Explosive growth in the size of spatial databases has highlighted the
need for spatial data mining techniques to mine the interesting but
implicit spatial patterns within these large databases. This book
explores computational structure of the exact and approximate spatial
autoregression (SAR) model solutions. Estimation of the parameters of
the SAR model using Maximum Likelihood (ML) theory is computationally
very expensive because of the need to compute the logarithm of the
determinant (log-det) of a large matrix in the log-likelihood function.
The second part of the book introduces theory on SAR model solutions.

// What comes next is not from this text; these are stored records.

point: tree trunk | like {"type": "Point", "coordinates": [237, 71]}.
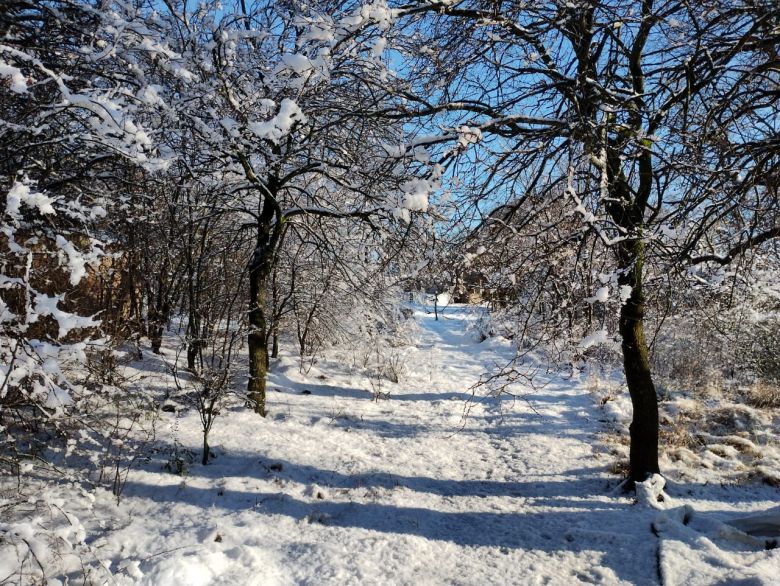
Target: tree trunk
{"type": "Point", "coordinates": [275, 342]}
{"type": "Point", "coordinates": [636, 364]}
{"type": "Point", "coordinates": [258, 331]}
{"type": "Point", "coordinates": [206, 449]}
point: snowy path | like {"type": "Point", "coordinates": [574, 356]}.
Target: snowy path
{"type": "Point", "coordinates": [334, 488]}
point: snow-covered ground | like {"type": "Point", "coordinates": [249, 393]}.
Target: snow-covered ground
{"type": "Point", "coordinates": [430, 485]}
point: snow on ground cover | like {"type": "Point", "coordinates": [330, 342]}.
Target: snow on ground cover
{"type": "Point", "coordinates": [335, 488]}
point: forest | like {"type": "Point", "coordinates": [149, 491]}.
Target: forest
{"type": "Point", "coordinates": [389, 292]}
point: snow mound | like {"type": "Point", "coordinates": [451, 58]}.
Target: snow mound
{"type": "Point", "coordinates": [698, 550]}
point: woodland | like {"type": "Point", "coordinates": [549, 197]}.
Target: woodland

The third part of the book applies parallel processing techniques to the
exact SAR model solutions. Parallel formulations of the SAR model
parameter estimation procedure based on ML theory are probed using data
parallelism with load-balancing techniques. Although this parallel
implementation showed scalability up to eight processors, the exact SAR
model solution still suffers from high computational complexity and
memory requirements. These limitations have led the book to investigate
serial and parallel approximate solutions for SAR model parameter
estimation. In the fourth and fifth parts of the book, two candidate
approximate-semi-sparse solutions of the SAR model based on Taylor's
Series expansion and Chebyshev Polynomials are presented. Experiments
show that the differences between exact and approximate SAR parameter
estimates have no significant effect on the prediction accuracy. In the
last part of the book, we developed a new ML based approximate SAR model
solution and its variants in the next part of the thesis. The new
approximate SAR model solution is called the Gauss-Lanczos approximated
SAR model solution. We algebraically rank the error of the Chebyshev
Polynomial approximation, Taylor's Series approximation and the
Gauss-Lanczos approximation to the solution of the SAR model and its
variants. In other words, we established a novel relationship between
the error in the log-det term, which is the approximated term in the
concentrated log-likelihood function and the error in estimating the SAR
parameter for all of the approximate SAR model solutions.